See Group Ltd
- Trade name: See Tickets
- Formerly: Way Ahead Records Way Ahead Group
- Company type: Private
- Industry: Live entertainment Ticketing systems Ticket retail and distribution
- Predecessors: Vivendi Ticketing
- Headquarters: Nottingham, England, UK
- Area served: Worldwide
- Key people: Rob Wilmshurst (CEO)
- Products: Live event tickets Ticket technology
- Parent: The Really Useful Group (2004–2011) Bridgepoint Capital (2004–2011) Vivendi (2011–2024) CTS Eventim (2024–present)
- Subsidiaries: See Tickets USA Digitick Paylogic Starticket
- Website: www.seetickets.com, www.seetickets.us

= See Tickets =

International ticketing services company

See Tickets is an international ticketing services company based in Nottingham, England. It was acquired by CTS Eventim in June 2024.

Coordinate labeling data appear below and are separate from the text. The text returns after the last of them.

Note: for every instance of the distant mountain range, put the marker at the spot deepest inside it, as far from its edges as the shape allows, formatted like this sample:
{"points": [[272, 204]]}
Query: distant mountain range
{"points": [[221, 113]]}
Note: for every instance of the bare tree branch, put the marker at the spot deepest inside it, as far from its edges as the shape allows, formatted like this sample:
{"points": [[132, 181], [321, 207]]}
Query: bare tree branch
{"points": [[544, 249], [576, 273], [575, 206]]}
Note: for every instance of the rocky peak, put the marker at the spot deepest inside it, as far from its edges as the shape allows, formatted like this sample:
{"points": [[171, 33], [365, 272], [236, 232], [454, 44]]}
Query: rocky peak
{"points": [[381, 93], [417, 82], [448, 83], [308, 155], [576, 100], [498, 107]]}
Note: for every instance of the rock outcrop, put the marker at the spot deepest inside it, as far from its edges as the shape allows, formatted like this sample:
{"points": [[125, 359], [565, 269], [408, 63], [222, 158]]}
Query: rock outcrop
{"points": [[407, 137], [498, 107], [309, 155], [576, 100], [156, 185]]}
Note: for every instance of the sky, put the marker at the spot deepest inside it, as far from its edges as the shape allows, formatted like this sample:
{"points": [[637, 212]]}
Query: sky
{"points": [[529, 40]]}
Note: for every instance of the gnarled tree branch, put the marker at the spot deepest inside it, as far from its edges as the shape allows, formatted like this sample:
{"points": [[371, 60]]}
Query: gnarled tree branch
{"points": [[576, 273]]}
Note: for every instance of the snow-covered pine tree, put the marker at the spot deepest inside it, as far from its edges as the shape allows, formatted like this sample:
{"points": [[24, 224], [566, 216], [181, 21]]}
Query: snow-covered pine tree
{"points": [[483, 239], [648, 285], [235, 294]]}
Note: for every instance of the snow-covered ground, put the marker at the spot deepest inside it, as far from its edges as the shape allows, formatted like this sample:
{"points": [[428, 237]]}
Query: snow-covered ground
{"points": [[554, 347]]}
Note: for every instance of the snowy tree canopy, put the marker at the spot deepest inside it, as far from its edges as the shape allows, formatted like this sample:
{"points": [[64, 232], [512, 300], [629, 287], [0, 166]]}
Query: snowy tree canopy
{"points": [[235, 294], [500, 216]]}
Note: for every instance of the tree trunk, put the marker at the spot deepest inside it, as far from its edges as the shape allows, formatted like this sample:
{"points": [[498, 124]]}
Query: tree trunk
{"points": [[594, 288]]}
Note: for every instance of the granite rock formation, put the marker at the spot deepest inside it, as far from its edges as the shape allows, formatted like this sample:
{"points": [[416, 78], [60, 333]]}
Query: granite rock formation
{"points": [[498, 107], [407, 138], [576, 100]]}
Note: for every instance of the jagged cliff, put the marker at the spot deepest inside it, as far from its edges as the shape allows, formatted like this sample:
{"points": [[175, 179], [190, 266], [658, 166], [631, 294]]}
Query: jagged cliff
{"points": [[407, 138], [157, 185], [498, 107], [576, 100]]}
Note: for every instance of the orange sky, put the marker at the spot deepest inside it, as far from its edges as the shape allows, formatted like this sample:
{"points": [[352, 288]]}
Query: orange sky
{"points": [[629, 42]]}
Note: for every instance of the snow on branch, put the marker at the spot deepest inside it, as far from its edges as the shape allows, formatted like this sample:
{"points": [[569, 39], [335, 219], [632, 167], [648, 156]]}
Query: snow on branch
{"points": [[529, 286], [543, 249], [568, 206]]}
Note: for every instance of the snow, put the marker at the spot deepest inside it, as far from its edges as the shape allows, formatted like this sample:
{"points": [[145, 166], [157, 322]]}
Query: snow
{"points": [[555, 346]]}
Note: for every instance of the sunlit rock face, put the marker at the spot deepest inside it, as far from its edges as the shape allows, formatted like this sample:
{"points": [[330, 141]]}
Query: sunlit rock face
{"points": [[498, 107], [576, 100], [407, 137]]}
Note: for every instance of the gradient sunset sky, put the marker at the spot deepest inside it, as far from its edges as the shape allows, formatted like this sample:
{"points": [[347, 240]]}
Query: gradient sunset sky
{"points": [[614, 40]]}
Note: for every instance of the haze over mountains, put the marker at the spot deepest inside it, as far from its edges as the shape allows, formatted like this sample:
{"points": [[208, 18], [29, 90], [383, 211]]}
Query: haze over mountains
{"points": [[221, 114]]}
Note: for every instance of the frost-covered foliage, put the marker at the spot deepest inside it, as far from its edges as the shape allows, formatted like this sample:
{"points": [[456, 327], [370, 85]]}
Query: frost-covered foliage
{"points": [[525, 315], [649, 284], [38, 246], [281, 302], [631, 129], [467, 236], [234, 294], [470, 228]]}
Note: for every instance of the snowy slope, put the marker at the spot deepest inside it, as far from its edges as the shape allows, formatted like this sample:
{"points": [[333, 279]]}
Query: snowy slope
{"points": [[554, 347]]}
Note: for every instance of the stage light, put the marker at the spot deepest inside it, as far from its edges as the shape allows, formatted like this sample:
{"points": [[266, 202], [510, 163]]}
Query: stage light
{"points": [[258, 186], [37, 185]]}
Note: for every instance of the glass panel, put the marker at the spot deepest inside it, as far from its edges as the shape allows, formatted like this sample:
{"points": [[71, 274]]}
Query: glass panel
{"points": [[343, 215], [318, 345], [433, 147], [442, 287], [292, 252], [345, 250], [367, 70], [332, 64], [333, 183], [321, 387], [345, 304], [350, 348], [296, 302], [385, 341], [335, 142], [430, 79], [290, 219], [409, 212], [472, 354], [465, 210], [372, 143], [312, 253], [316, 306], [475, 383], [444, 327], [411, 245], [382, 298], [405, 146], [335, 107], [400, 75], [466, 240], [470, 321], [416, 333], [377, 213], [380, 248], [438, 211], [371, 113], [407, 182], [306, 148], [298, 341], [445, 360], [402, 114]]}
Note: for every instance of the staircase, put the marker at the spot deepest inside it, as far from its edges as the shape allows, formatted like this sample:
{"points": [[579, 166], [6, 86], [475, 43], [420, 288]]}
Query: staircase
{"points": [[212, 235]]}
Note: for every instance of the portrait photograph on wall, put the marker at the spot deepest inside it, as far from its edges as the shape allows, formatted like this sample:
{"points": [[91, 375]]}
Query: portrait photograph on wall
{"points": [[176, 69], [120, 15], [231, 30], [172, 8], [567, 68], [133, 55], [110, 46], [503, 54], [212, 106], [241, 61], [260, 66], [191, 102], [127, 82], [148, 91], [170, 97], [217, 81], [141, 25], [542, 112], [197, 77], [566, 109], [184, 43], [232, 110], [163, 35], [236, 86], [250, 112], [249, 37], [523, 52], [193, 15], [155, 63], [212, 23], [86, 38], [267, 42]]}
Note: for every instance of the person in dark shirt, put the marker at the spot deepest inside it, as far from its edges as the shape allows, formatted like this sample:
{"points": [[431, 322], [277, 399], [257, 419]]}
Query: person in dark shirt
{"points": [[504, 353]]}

The firm operates throughout Europe and North America under the See Tickets brand, with over 15 offices in cities including; London, Los Angeles, New York, Nashville, Paris, Marseille, Madrid, Berlin, Amsterdam, Groningen, Antwerp, Lisbon and Zurich.

==Background==
The business started as Way Ahead Records in the 1980s, a Nottingham-based record shop which began selling concert tickets in the 1980s. It began trading as See Tickets in 2004 following an acquisition by The Really Useful Group and Bridgepoint Capital.

Since 2011, See has been a wholly owned subsidiary of Vivendi SA, a Paris-based international integrated media and content group, employing more than 50,000 staff globally with revenues in excess of €29 billion in 2010.(2)

In December 2014, See opened its first US office in Los Angeles, California. See expanded its US presence in June 2016, after its parent company Vivendi acquired ticket agency Flavorus from SFX Entertainment for $4 million, now rebranded as See Tickets.(3) In November 2019 a second office opened in the US in Nashville, Tennessee.

In April 2018, See again expanded by acquiring LiveStyle's Netherlands-based online ticketing service, Paylogic. As part of the deal, See Tickets US tickets LiveStyle's US-based events such as; Electric Zoo, Life in Color, Sunset Music Festival, and Spring Awakening.

Later in 2019, Paylogic also rebranded as See Tickets. The following year, it further expanded their European presence by acquiring Swiss-based Starticket from the TX Group, which sells over 5 million tickets annually.

In June 2024, it was announced that See Tickets was one of the assets of Vivendi's ticketing and festival division acquired by CTS Eventim.

==Services==
Today, See Tickets retails and distributes tickets for music, festival, theatre, sport, comedy, exhibition and lifestyle events working with more than 5,000 clients globally. Notably, the business sold all 150,000 tickets for the 2015 Glastonbury Festival in 29 minutes.

See Tickets is a full service ticket agency and services to clients include custom UX and UI development, marketing, customer care, access control and all aspects of ticketing and account management.

See Tickets' global client list includes well known event promoters, festivals and venues such as: Universal Music Group, Glastonbury Festival, S.J.M. Concerts, Houses of Parliament, Rock in Rio Lisboa, Professional Darts Corporation, The Queen Mary, Society of London Theatre, Louis Vuitton, Tomorrowland, Electric Zoo, and Boardmasters Festival.

In 2017, See Tickets launched "Fan to Fan", an ethical secondary ticket re-sale platform that allowed customers to only sell their tickets online via See at face value or less. See Tickets was the first ticket agency to launch its own ethical ticketing platform. In 2019, See Tickets reported that ethical ticket sales through Fan to Fan were up 50% vs the same time in 2018.

Again in 2017, See also launched "Fan Share" a peer to peer marketing system to allow customers to earn rewards from event organisers for assisting with the sale of tickets on-line.

2019 saw See Tickets launch their new digital ticket service to combat the resale of tickets at an inflated price on the secondary market, which was used for new tours from Declan McKenna and Bombay Bicycle Club. The digital ticket features a dynamically refreshing barcode which is uniquely tied to a customer's user account, mobile device and See Tickets app.

In 2020, See Tickets launched a contactless access control system as a way to provide clients with a safe way to manage event entry using a standalone scanning point.